Peuvent ainsi être labélisés "lynchiens" des artistes comme Portishead, Mazzy Star, Bat For Lashes ("Two Suns"), Fever Ray, Chairlift ("Does you inspire you"), Laurie Anderson, Memoryhouse ("The years"), Cocteau Twins, Puro Instinct ("Headbangers in Ecstasy").
On peut aussi évoquer les sons bruts et physiques de Scorn, Alec Empire, Suicide, et plus récemment, de Dirty Beaches ("Badlands", mars 2011) et l'inclassable La Jouvence.
Parfois, ce sont les titres des films qui influencent plus que la musique, comme ce "Who killed Amanda Palmer" de Amanda Palmer évoquant "Qui a tué Laura Palmer ?", le pilote de la série "Twin Peaks". La "patte" David Lynch est partout, comme une marque.
Après le cinéma, et ses créations musicales dans les films, le réalisateur a pu participer de loin ou de près à des disques en oubliant un instant sa caméra.
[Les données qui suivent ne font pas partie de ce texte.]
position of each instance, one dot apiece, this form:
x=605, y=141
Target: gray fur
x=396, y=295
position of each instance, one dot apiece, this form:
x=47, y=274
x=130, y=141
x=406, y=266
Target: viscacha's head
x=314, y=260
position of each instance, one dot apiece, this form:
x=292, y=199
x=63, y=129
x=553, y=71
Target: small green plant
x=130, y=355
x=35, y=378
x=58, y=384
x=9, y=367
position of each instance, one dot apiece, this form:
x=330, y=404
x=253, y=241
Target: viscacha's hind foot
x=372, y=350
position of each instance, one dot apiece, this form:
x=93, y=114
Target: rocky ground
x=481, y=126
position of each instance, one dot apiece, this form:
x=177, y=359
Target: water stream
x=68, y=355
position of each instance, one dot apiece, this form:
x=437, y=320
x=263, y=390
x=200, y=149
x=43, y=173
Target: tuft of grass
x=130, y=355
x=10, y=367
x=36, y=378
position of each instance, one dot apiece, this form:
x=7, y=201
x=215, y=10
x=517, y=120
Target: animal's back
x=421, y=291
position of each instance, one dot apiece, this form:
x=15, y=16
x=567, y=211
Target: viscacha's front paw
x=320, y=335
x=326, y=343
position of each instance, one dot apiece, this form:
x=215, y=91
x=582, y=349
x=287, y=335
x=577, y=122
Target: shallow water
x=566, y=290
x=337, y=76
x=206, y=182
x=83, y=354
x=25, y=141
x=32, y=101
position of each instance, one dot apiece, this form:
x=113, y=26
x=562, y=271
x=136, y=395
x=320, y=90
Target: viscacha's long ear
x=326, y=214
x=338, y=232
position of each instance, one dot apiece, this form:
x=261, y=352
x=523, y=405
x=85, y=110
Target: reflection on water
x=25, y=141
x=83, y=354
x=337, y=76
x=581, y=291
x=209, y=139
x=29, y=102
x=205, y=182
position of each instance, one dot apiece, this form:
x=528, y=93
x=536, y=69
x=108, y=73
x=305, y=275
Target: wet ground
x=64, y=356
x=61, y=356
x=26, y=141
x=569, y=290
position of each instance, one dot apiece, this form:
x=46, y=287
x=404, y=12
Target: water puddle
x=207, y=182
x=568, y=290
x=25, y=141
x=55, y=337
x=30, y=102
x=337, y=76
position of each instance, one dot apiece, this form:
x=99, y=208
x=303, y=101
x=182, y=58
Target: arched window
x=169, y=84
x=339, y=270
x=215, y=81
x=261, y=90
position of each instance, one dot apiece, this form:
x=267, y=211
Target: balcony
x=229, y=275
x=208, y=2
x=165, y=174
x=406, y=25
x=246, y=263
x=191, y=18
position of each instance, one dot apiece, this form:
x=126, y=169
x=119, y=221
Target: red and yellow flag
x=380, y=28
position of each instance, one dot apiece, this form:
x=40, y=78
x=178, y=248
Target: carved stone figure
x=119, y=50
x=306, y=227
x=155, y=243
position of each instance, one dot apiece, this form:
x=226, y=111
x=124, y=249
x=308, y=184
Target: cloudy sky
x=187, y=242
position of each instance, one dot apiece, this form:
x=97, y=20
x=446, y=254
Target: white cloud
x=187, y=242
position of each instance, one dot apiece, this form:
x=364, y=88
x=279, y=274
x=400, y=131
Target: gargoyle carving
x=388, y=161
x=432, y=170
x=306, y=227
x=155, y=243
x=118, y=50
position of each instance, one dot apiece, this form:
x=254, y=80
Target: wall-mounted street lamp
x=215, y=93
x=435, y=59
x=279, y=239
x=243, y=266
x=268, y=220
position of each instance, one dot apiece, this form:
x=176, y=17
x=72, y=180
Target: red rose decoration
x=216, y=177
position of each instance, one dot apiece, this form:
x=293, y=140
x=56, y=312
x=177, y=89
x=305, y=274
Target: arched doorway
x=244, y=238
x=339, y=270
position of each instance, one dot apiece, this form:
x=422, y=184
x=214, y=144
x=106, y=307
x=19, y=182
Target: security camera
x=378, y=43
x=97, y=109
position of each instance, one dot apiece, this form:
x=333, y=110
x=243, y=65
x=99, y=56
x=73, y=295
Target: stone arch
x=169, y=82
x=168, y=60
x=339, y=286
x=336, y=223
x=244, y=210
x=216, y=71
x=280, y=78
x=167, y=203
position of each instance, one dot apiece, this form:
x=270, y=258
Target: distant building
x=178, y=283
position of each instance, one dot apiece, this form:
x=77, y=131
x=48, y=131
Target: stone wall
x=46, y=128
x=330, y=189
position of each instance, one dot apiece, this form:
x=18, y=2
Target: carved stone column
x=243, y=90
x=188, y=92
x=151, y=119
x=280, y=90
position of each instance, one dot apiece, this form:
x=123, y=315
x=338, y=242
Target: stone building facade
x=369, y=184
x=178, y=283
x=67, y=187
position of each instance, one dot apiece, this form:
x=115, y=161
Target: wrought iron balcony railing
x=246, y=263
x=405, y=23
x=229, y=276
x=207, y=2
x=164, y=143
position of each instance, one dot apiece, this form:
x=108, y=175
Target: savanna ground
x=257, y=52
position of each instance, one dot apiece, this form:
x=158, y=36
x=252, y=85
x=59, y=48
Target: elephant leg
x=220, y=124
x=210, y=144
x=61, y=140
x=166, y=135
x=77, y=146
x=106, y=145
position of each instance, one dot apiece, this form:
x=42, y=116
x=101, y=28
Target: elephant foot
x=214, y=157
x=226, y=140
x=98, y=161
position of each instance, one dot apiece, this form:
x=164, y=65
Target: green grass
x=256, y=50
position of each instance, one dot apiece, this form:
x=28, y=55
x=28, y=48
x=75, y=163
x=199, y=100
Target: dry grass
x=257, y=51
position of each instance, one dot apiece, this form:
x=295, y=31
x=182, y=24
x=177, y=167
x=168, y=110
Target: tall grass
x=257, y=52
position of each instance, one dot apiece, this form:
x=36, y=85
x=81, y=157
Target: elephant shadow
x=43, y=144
Cette vocation est apparue tardivement, avec en 2010 l'album "Dark Night of the Soul", de Danger Mouse & Sparklehorse, dans lequel Lynch pose sa voix sur deux morceaux. En 2011, il sort deux EP ("Good Day Today", "I Know") annonçant son album à venir tout en remixant le single "Invisible" de Skylar Grey. Aussi, il produit le disque de Chrysta Bell "This Train" (sorti le 29 septembre 2011) dans l'esprit de Twin Peaks, qui visiblement continue de hanter son réalisateur David Lynch. Mais le véritable évènement discographique du cinéaste est son premier album solo, "Crazy Clown Time". Mais d'après ce qu'il annonce en interview, il ne s'agit pas là d'une nouvelle vocation, il s'amuse juste, sans prétendre être musicien, et reviendra vite au cinéma (son dernier long métrage datant de 2006, il se fait désirer). Quand la caméra le démange, il peut saisir quelques occasions pour livrer des petits films, comme récemment "I Touch A Red Button", un clip d'animation pour un titre du groupe Interpol. La musique n'est certes jamais loin.